В общем, я плакала до обеда. А на обед папа сварил куриный бульон. Мне попалась голова. У мертвого петушка была такая же, как у нянечки, ощипанная головка. Я снова расплакалась. Суп стал слишком соленым, и папа выгнал меня из-за стола.

Ушла плакать в сад. Там всегда хорошо плачется. И ковров никаких нет, все в землю впитывается. Так что я даже не ожидала, что в саду меня ждет самое страшное. Из земли выкарабкался мокрый крот и умер прямо у меня под ногами в страшных корчах. Оказалось, мои слезы залили его норку. Ой, про это я лучше перестану, а то… (клякс, клякс, клякс)

* * *
Как выяснилось, существуют такие пилюли, которые одну съел, лег спать, а утром все нормально — никого не жалко. И все от таких пилюль веселятся и поют песни. Папа сбегал в аптеку и купил целую баночку. Но я ее принимать отказалась, потому что на этикетке был нарисован череп. Папа очень разозлился, он грохнул на пилюли остатки государственного бюджета. Сказал, что я дура, а на этикетке не череп, а улыбающийся мужчина. В качестве иллюстрации того, как эти пилюли делают людей веселыми. Я поверила, потому что у всех черепов, которые мне доводилось видеть, был очень счастливый вид. Но умирать мне все равно пока не хочется. Поэтому я убежала от папы в сад и на всякий случай отказалась от обеда.

* * *
Папа попросил прощения. Сказал, что был не прав. Вспылил — с кем не бывает. Предложил так: он даст мне пилюлю, а чтобы я не сомневалась, что это безопасно, вторую съест сам. Вернее, он съест ее первым, а я за ним. Папа — большой специалист в психологических подходах. Когда-то у него тоже был слуга, который пробовал всю папину пищу. После него папа уже не боялся есть сам. Потому слуга умер, но папе было уже все равно — он уже навострился стряпать. В общем, когда папа предлагает съесть что-то, не приготовленное его руками, да еще и первым — это очень веский аргумент.

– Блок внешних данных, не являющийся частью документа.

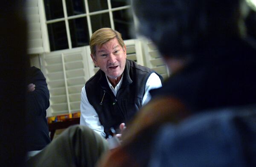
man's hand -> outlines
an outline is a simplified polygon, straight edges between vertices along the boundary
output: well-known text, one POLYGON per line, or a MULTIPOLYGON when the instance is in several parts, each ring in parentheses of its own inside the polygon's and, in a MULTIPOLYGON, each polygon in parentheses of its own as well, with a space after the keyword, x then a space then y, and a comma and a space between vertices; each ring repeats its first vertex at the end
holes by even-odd
POLYGON ((122 141, 121 138, 122 138, 122 133, 124 130, 126 128, 126 127, 125 126, 125 124, 124 123, 122 123, 120 124, 119 125, 119 129, 121 130, 119 134, 116 134, 116 137, 120 140, 120 141, 122 141))
POLYGON ((35 84, 32 84, 32 83, 29 84, 29 85, 28 85, 28 92, 33 91, 35 89, 35 84))

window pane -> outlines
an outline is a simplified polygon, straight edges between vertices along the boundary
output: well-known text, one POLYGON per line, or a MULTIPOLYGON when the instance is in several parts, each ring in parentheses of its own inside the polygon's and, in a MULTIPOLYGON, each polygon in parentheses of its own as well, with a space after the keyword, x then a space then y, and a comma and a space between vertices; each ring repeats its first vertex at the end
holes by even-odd
POLYGON ((47 24, 51 51, 68 48, 65 22, 47 24))
POLYGON ((84 0, 66 0, 67 16, 85 13, 84 0))
POLYGON ((89 45, 89 37, 86 17, 69 21, 72 48, 89 45))
POLYGON ((131 0, 111 0, 112 8, 131 5, 131 0))
POLYGON ((108 8, 107 0, 88 0, 88 5, 90 12, 108 8))
POLYGON ((44 1, 47 20, 64 17, 61 0, 44 0, 44 1))
POLYGON ((133 18, 131 9, 113 11, 115 29, 120 32, 124 40, 132 38, 129 30, 134 26, 133 18))
POLYGON ((90 16, 93 33, 99 28, 111 28, 108 12, 90 16))

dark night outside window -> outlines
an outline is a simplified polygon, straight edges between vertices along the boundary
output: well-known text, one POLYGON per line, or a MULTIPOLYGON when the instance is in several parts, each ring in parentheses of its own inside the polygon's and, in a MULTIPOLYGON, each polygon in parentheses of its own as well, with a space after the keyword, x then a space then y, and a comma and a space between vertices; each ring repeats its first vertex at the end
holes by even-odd
POLYGON ((111 27, 108 12, 90 16, 93 33, 102 28, 111 27))
POLYGON ((70 20, 68 22, 72 48, 88 45, 90 38, 86 17, 70 20))
POLYGON ((67 16, 73 16, 86 13, 84 0, 66 0, 67 16))
POLYGON ((130 29, 133 25, 132 17, 129 16, 130 10, 127 9, 113 11, 115 29, 122 34, 124 40, 132 39, 133 37, 130 33, 130 29))
POLYGON ((51 51, 68 48, 65 22, 49 24, 47 28, 51 51))
POLYGON ((111 0, 111 6, 112 8, 131 5, 130 0, 111 0))
POLYGON ((61 0, 44 0, 44 1, 47 20, 64 17, 61 0))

Папа взял стакан воды, чтобы запить пилюлю, и тут я не выдержала. Бросилась на него, повисла на руках, и, отчаянно рыдая, умоляла этого не делать. Я очень боюсь остаться круглой сиротой.

Папа сдался. Выплюнул пилюлю, а меня ухватил за косу и вытащил из дворца. Это самое страшное папино наказание. Он никогда меня не бьет. С тех пор, как поклялся в этом на смертном одре моей матушки. Получается, я его не на шутку разозлила.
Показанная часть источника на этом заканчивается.